TB is an infectious bacterial disease caused by Mycobacterium tuberculosis, which most commonly affects the lungs. It is transmitted from person to person through the air. The symptoms of active TB include cough, chest pains, weakness, weight loss, fever and night sweats. In healthy people, infection often does not cause symptoms, because the person’s immune system acts to wall off the bacteria.
- Tuberculosis remains one of the world’s deadliest infectious killers. The COVID-19 pandemic and socioeconomic inequalities have reversed years of progress in the fight against TB and have increased the burden on those affected, especially the most vulnerable.
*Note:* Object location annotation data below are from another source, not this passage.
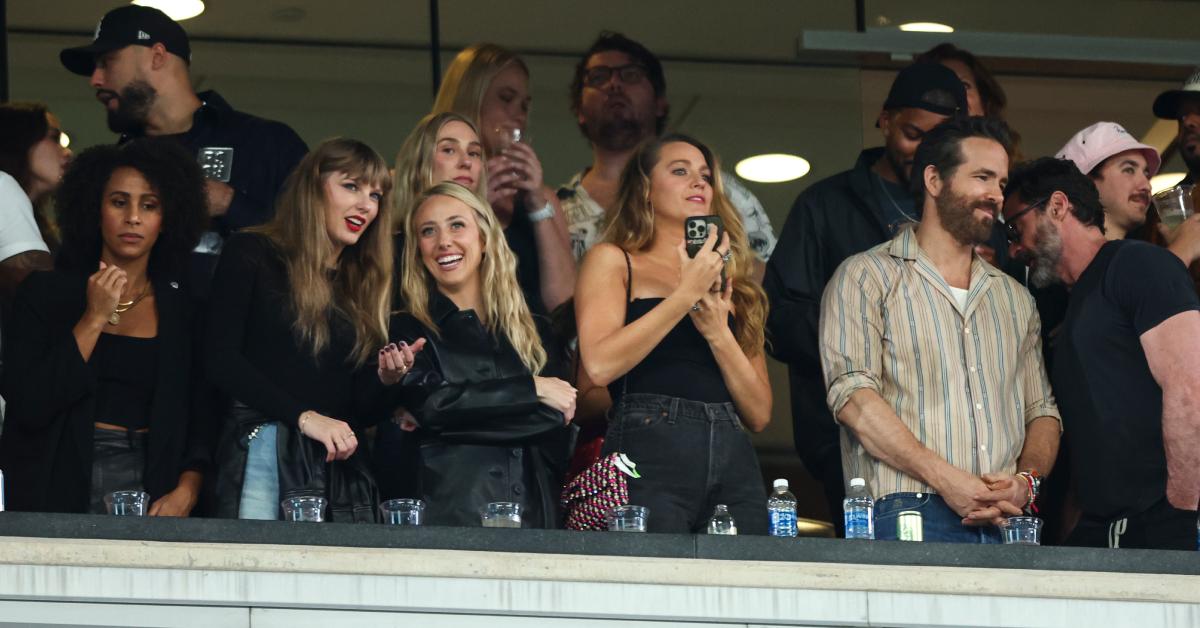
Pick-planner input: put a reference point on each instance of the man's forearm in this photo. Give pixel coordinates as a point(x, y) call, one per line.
point(1041, 447)
point(887, 438)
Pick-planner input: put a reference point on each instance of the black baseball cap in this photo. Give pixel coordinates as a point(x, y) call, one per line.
point(930, 87)
point(127, 25)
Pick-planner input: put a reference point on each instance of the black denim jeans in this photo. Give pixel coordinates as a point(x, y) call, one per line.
point(691, 456)
point(118, 461)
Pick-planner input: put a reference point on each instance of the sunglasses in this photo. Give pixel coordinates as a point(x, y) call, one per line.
point(598, 76)
point(1014, 233)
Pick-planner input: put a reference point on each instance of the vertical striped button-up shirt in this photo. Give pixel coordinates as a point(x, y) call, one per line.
point(964, 380)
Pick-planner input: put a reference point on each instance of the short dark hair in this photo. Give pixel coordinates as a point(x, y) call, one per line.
point(990, 93)
point(1033, 180)
point(175, 177)
point(942, 147)
point(22, 126)
point(609, 41)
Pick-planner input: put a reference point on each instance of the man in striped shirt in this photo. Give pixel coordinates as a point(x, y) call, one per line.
point(933, 357)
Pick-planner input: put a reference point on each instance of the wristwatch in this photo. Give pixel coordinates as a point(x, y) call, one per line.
point(545, 213)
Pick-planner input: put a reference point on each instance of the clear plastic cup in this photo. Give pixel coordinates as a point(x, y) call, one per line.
point(304, 509)
point(628, 519)
point(126, 503)
point(501, 514)
point(1021, 531)
point(402, 512)
point(1175, 205)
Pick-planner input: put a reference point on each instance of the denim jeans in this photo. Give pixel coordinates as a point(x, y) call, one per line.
point(939, 522)
point(118, 461)
point(261, 484)
point(691, 456)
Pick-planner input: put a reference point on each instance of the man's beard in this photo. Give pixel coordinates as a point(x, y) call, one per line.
point(957, 214)
point(898, 168)
point(133, 106)
point(1047, 253)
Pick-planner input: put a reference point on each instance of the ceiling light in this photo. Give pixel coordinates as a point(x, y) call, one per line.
point(1165, 181)
point(927, 27)
point(177, 10)
point(772, 168)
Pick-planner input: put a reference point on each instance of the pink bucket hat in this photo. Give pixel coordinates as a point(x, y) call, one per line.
point(1099, 142)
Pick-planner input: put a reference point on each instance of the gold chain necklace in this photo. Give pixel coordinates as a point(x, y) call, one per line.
point(124, 306)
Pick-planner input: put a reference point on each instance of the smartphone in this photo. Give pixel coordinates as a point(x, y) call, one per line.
point(216, 162)
point(695, 233)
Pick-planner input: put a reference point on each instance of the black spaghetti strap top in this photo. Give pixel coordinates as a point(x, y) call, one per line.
point(682, 365)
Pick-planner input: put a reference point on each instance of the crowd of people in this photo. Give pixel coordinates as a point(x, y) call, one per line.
point(225, 318)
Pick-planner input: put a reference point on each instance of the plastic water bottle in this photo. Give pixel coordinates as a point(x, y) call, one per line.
point(723, 521)
point(781, 509)
point(859, 510)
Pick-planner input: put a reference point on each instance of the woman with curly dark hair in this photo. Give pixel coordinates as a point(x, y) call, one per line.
point(99, 352)
point(31, 163)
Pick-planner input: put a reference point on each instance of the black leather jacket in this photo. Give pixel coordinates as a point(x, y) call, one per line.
point(484, 435)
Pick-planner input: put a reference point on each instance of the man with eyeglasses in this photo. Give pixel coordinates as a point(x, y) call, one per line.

- Globally, in 2021, an estimated 10.6 million people were ill with TB, and 1.6 million died from TB; of these, 187,000 were co-infected with HIV.
- In the Americas, in 2021, 309,000 cases of tuberculosis were estimated and 215,116 (70%) were notified.
- Estimated deaths for the region were 32,000, of which 11% (9,000) corresponded to TB/HIV co-infection.
- A total of 4,820 cases of MDR/MDR-TB were diagnosed. Of these, 95% started treatment.
- The END TB Strategy aims to end the global TB epidemic and is linked to the Sustainable Development Goals (SDGs) under three high-level indicators: reduce the number of TB deaths by 95% compared to 2015, reduce new cases by 90% between 2015 and 2035, and to ensure that no family is facing catastrophic costs due to TB.